Questa è l’idea di Mattia Barbalaco, classe ’99, attualmente iscritto al corso di Pittura dell’Accademia di Belle Arti di Roma. Mostra interesse per le arti figurative sin da piccolo e i suoi risultati, tutt’altro che discreti, lo spingono a proseguire con decisione il suo percorso creativo. Un percorso che si definisce prevalentemente con colori ad olio e tele; materiali che, secondo Mattia, ben si sposano alla sua poetica.

Un’espressività prorompente, da cui è difficile difendersi; rimanere “illesi” è pressoché impossibile difronte quei volti e quegli sguardi che Mattia riesce a ritrarre su tela con una meravigliosa vitalità. È carne viva, è pelle che pulsa in un battito di colori così fedeli al reale e allo stesso tempo invece così lontani dalla mera visione ottica. Sono dei ritratti interiori, come lo stesso artista li definisce, quelli che ci troviamo di fronte.

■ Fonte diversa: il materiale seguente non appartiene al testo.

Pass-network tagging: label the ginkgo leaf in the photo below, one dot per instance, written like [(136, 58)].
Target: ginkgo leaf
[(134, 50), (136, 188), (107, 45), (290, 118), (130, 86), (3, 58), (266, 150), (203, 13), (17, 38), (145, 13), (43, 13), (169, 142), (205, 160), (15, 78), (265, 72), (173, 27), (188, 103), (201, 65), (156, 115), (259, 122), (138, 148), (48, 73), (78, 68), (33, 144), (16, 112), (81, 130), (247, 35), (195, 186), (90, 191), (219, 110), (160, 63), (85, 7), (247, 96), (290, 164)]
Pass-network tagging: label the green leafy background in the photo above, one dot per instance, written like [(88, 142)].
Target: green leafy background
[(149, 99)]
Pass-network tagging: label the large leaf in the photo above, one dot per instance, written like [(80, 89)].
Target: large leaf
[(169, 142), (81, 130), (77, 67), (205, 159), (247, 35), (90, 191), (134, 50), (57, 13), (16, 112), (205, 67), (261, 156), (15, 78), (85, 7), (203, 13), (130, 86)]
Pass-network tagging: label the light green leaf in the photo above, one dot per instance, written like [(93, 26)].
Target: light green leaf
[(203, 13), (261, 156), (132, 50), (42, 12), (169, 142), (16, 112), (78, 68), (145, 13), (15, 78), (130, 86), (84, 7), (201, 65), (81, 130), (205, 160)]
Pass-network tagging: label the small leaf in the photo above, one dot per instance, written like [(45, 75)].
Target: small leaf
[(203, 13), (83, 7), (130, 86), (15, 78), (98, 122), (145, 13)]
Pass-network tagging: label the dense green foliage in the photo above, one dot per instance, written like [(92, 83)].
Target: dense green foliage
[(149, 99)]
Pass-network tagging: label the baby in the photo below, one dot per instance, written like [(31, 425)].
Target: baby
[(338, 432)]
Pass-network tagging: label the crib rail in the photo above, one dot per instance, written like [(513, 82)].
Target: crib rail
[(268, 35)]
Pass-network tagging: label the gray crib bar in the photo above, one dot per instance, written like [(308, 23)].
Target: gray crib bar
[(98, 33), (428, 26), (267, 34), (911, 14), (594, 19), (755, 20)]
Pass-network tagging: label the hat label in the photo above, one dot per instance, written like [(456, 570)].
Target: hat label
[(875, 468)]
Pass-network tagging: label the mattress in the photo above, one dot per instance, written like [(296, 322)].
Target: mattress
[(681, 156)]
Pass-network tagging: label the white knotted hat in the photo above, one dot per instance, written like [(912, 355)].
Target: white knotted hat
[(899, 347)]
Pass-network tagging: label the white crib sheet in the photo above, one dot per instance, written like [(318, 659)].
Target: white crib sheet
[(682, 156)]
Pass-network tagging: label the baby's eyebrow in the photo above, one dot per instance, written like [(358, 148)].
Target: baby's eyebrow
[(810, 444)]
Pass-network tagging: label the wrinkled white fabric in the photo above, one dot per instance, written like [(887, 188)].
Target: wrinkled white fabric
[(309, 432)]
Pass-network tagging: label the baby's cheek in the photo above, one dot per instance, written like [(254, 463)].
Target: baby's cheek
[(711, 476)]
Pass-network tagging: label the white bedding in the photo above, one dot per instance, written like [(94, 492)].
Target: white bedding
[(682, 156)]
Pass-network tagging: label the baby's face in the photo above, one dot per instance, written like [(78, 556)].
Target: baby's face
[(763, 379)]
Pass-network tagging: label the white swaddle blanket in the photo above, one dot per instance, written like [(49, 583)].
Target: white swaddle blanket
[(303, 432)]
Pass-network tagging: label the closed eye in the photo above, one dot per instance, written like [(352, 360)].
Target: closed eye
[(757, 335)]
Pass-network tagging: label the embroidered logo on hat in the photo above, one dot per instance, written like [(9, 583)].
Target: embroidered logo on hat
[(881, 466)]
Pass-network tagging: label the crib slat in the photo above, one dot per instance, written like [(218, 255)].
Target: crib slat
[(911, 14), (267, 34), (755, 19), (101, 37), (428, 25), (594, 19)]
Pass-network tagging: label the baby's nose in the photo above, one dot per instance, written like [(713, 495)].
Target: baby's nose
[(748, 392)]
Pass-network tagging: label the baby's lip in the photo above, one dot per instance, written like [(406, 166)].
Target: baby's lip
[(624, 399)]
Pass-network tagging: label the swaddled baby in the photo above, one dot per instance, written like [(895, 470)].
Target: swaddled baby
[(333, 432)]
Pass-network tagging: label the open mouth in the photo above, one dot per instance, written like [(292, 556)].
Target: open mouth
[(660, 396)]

L’indagine di Mattia vuole dunque spingersi oltre alla realtà fisica, senza trascurarla; anzi, è proprio il contingente, il reale, la materia, che può divenire lo strumento fondamentale per raggiungere una dimensione più profonda, inconscia, e trovare quel che di più umano ci appartiene.

Ricorda, per certi versi, quella ricerca di Géricault realizzata con la serie di ritratti del ciclo degli Alienati del 1822-23. Il pittore francesce voleva cercare di rendere la dimensione interiore qualcosa di leggibile a chiare lettere dall’esterno. E lo fa partendo da coloro che sono affetti da un disturbo psichico che, pur essendo appunto una condizione mentale, risulta in verità essere qualcosa che affetta inevitabilmente anche l’aspetto della persona; il volto particolarmente. Théodore Géricault riesce magnificamente a darci la chiave per guardare oltre il ritratto, oltre lo sguardo, immergendovici dentro e potendone cogliere i pensieri, le sensazioni, persino arrivando a  darci un’idea del vissuto dell’essere umano che stiamo osservando.

Mattia Barbalaco riprende questo obbiettivo. Dipinge e indaga, ritrae e racconta, ci raccontano le sfumature ad olio tutto quel mondo che il volto di una persona nasconde dentro di sé. E tutto nella lingua della bellezza. Bellezza che non è necessariamente l’insieme di caratteri estetici che nell’immaginario colettivo corrispondono al bello, ma è quell’immagine di coesione, di equilibro tra forma ed idea che è propria di ogni essere umano e che emerge dagli sguardi dei ritratti che Mattia realizza.